Un cousin germain de ma mère habitait Paris, sur l’autre rive. Sa femme, qui ressemblait beaucoup de visage à madame de Sévigné, accentuait encore son effet en disposant comme des oreilles d’épagneul, à la manière Grand Siècle, ses admirables boucles blondes ; elle n’avait du reste que ce défaut-là et celui d’être poétesse, à part quoi elle était intelligente et bonne, et m’affectionnait, celle-ci encore, comme un véritable neveu. Une fois par semaine, elle donnait un thé aux membres d’une certaine « Union des poètes », dont elle faisait elle-même partie. Oh ! le singulier petit monde que j’ai connu là, presque chaque jeudi soir !

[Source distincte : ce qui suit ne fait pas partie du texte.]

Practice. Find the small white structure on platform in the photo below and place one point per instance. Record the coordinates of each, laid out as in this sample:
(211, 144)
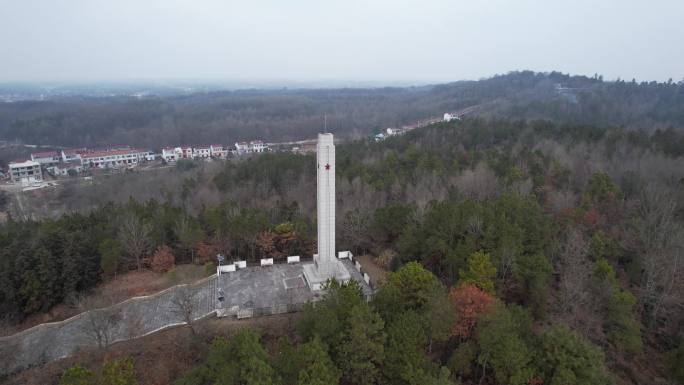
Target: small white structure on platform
(345, 255)
(449, 117)
(267, 262)
(225, 269)
(326, 266)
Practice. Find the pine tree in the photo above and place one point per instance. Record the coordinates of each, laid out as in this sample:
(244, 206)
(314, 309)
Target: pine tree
(362, 351)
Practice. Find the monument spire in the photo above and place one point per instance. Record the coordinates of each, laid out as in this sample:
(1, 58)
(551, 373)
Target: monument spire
(326, 265)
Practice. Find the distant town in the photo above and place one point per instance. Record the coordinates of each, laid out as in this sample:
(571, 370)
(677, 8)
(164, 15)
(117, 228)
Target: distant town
(76, 161)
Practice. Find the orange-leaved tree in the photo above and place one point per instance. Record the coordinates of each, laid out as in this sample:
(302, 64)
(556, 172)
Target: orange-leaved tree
(469, 302)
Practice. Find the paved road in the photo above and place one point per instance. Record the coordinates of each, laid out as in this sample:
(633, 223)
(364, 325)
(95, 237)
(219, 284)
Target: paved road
(129, 319)
(256, 290)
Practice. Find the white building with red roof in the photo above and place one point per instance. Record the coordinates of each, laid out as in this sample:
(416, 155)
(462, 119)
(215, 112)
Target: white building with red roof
(254, 146)
(203, 152)
(183, 152)
(47, 158)
(218, 151)
(114, 158)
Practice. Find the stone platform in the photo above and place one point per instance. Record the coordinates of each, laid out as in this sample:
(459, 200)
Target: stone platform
(279, 284)
(317, 277)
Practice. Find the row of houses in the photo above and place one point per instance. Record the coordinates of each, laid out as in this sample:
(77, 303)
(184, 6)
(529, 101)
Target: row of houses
(172, 154)
(74, 161)
(404, 129)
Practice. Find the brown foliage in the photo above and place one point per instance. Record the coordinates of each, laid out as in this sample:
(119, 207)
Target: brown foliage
(205, 253)
(469, 302)
(163, 259)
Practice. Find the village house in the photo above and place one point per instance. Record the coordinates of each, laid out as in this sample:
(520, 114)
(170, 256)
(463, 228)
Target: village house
(46, 159)
(254, 146)
(201, 152)
(169, 154)
(183, 152)
(218, 151)
(26, 172)
(67, 168)
(114, 158)
(72, 154)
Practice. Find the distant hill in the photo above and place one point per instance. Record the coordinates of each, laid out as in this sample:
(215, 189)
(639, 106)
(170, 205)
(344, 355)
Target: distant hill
(276, 115)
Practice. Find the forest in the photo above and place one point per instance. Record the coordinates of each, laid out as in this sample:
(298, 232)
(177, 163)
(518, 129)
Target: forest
(294, 114)
(522, 252)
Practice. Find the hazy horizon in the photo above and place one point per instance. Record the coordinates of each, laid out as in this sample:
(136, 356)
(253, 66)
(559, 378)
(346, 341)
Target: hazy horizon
(386, 43)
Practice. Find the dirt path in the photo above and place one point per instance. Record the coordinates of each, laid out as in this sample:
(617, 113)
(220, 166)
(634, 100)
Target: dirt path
(125, 286)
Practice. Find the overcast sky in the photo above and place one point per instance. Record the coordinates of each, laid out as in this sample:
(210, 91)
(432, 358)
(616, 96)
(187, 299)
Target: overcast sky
(357, 40)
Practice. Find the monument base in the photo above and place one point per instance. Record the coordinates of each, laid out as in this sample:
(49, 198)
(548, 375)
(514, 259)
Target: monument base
(316, 280)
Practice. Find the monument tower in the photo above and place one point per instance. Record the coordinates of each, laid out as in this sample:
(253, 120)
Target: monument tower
(326, 265)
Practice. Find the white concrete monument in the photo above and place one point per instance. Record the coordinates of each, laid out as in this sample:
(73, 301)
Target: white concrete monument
(326, 265)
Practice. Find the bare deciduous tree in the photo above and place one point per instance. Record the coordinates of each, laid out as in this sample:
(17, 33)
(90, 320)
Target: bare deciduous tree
(134, 235)
(355, 229)
(575, 303)
(100, 319)
(660, 249)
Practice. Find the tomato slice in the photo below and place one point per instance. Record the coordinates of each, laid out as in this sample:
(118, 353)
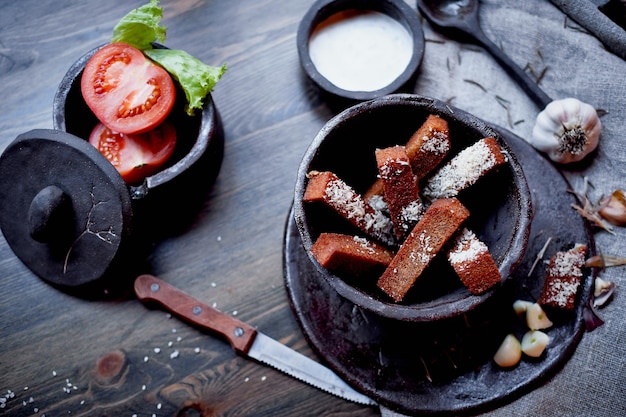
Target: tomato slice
(125, 90)
(135, 156)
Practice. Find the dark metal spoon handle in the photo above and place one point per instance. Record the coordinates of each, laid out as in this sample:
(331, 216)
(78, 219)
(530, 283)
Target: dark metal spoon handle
(515, 72)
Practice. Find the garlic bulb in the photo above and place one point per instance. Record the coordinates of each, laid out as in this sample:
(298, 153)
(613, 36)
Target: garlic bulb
(567, 130)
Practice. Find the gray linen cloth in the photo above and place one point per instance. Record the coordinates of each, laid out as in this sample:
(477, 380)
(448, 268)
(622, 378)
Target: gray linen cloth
(539, 36)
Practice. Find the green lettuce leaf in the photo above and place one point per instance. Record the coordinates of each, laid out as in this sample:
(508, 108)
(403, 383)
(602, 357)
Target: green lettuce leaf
(141, 26)
(195, 77)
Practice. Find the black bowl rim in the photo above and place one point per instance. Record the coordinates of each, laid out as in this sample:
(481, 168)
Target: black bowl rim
(419, 312)
(207, 129)
(323, 9)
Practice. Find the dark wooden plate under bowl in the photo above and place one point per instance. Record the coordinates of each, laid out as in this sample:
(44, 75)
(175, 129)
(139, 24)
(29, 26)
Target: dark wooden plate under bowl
(499, 203)
(445, 367)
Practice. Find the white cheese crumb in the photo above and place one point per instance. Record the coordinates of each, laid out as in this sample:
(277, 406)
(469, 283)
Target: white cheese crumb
(461, 171)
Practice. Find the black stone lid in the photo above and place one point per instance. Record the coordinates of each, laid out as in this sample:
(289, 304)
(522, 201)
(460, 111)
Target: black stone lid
(64, 209)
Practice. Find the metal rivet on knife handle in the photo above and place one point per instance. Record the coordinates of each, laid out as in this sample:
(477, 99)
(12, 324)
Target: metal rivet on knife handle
(239, 334)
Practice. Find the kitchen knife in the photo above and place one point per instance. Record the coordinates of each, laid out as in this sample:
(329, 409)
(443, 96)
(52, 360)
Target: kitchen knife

À tour de rôle, les invités se levaient et prenaient une pose pour nous communiquer leurs plus récents produits. À peine achevaient-ils, que c’était une ovation bruyante ; tout le monde les entourait, en criant, en se pâmant d’extase, et, à mon avis, il n’y avait jamais de quoi devenir épileptique comme ça. Habitué que j’étais à ces plus calmes soirées de province où après une audition, fût-elle même remarquable, l’assistance se borne à un discret chuchotement approbateur, je me demandais : mais qu’est-ce qu’ils ont, mais qu’est-ce qui leur prend ? Chaque fois, dès que les auditeurs flairaient l’approche de la strophe finale, leur figure se contractait comme sous l’effort d’un pénible travail interne ; visiblement ils élaboraient des phrases transcendantes pour définir à haute voix leur admiration. Pauvres gens, besogneux pour la plupart et tous névrosés, en mal d’impuissance et d’obscurité !…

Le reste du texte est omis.